Everything You Needed To Know About SAT

The Scholastic Aptitude Test or the SAT is a standardised test that is used to measure the preparedness of students to enter into an university for further studies. This standardised college admissions test is run by a private organisation called the College Board. They are also responsible for administering the PSAT as well as the AP program.

Initially, the SAT was adapted from an IQ test conducted by the Army for the first time in the year 1926. Interestingly, it was not able to garner much interest. It was in 1933 that SAT finally caught on. This was mainly due to the action of the President of Harvard to use the test to measure the potential of different applicants. The president believed that the SAT was able to measure the true intellectual capability of the candidates, thereby giving the university a chance to choose students who were better adapted to thrive in the learning environment. Once Harvard started using the test, it propelled SAT into the popularity realm in no time.

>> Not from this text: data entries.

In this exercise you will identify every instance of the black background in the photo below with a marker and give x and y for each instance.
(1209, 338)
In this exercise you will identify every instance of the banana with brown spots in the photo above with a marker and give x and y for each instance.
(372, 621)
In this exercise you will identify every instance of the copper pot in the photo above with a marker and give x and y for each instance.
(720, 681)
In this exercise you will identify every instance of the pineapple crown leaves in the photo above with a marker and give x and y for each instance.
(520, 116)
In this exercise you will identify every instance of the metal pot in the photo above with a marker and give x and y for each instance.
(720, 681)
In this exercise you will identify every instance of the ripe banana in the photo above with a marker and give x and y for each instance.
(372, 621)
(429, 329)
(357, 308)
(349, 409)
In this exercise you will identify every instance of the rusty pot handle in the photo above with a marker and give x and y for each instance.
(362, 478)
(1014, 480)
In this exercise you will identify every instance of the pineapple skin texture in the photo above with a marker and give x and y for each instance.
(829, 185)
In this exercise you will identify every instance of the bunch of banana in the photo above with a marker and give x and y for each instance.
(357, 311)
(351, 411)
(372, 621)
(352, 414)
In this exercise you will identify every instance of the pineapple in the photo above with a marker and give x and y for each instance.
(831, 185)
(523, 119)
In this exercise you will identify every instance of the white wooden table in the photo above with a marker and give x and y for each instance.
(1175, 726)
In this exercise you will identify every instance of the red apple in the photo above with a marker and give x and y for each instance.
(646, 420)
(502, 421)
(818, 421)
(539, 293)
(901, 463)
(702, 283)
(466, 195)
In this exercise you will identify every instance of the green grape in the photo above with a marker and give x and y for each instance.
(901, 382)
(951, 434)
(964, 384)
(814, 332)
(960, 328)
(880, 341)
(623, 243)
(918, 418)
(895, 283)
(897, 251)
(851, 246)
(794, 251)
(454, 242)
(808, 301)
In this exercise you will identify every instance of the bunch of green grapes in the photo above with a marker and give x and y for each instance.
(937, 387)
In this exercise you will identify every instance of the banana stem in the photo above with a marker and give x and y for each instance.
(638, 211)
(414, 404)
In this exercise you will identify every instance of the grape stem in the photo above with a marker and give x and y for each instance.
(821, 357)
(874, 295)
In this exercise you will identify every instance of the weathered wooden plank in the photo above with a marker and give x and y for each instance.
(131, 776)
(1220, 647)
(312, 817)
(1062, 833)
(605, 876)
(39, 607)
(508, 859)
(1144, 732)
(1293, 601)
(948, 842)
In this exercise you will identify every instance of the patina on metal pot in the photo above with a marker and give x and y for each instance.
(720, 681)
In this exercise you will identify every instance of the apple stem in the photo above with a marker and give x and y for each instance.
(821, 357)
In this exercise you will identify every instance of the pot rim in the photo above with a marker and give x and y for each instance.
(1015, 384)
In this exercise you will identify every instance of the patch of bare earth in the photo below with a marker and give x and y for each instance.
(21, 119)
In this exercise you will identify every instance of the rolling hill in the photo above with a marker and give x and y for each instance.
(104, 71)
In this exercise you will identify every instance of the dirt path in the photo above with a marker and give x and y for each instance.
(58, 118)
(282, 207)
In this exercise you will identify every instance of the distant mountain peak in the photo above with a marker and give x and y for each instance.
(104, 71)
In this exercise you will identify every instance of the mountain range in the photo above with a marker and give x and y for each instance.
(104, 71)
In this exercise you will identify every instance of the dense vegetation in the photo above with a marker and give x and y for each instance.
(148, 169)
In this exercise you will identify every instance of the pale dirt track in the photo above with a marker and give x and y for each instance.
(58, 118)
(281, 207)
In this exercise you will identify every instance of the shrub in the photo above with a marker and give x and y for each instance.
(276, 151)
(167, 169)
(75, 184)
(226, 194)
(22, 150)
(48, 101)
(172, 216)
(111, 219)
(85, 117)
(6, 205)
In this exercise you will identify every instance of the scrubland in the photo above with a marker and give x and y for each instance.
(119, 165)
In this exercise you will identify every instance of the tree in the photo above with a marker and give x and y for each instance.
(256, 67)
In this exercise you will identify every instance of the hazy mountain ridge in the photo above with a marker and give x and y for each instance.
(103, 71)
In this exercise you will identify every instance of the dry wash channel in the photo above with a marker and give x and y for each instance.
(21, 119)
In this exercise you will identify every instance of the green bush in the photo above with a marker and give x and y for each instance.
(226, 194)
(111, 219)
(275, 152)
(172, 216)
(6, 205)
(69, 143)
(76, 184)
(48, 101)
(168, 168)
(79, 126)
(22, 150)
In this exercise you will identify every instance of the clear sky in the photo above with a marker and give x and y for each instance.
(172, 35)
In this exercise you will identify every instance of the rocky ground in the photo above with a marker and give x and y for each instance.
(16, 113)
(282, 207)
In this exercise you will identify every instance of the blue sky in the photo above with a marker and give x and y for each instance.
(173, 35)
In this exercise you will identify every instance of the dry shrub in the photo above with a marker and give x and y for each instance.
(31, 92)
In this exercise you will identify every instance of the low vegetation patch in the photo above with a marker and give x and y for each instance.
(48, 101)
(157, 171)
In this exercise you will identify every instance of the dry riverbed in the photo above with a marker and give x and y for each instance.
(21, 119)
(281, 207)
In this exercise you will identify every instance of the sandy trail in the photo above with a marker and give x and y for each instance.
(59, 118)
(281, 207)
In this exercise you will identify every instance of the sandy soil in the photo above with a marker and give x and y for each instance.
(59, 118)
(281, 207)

By 1940s, over 300,000 people were attempting the exams from different corners of the country.

In the year 1958, SAT faced a new competitor when ACT was created. Although it was initially less popular than the SAT exam, it managed to climb in popularly as the years went on. Interestingly, the number of students who took the ACT in the year 2010, surpassed those who took the SAT the same year. Consequently, this has forced the College Board to look into bringing out some changes to the SAT exam. Although the purpose and the test will remain the same, you can expect to see a few variations in the content as well as the basic structure of the test.

SAT is an easy way for colleges and universities to see how prepared you are to enter higher education. The better you score, the more you get to impress them. Since plenty of students take the test from different schools, it can also be used compare your performance with your peers. Once you get an idea of where you stand, you will be able to narrow down your college choices as well.

Additionally, if you are planning on applying to any university or college situated in the United States, you will need to take the ACT or the SAT. The admission procedure usually includes sending the test score along with the filled out application form. Although each university and college has its criteria of weighing the SAT scores, some tend to use the score to account for at least 50% during the admission decisions. So it is of absolute importance that you manage to score as well as you possibly can , in order to get into the college or university of your choice.

Who Needs To Take The SAT or ACT

  • If you are a US citizen looking to apply to college within the US.
  • If you are a US citizen seeking to apply to university in the UK or Canada.
  • If you are an international student looking to study at any university in the US.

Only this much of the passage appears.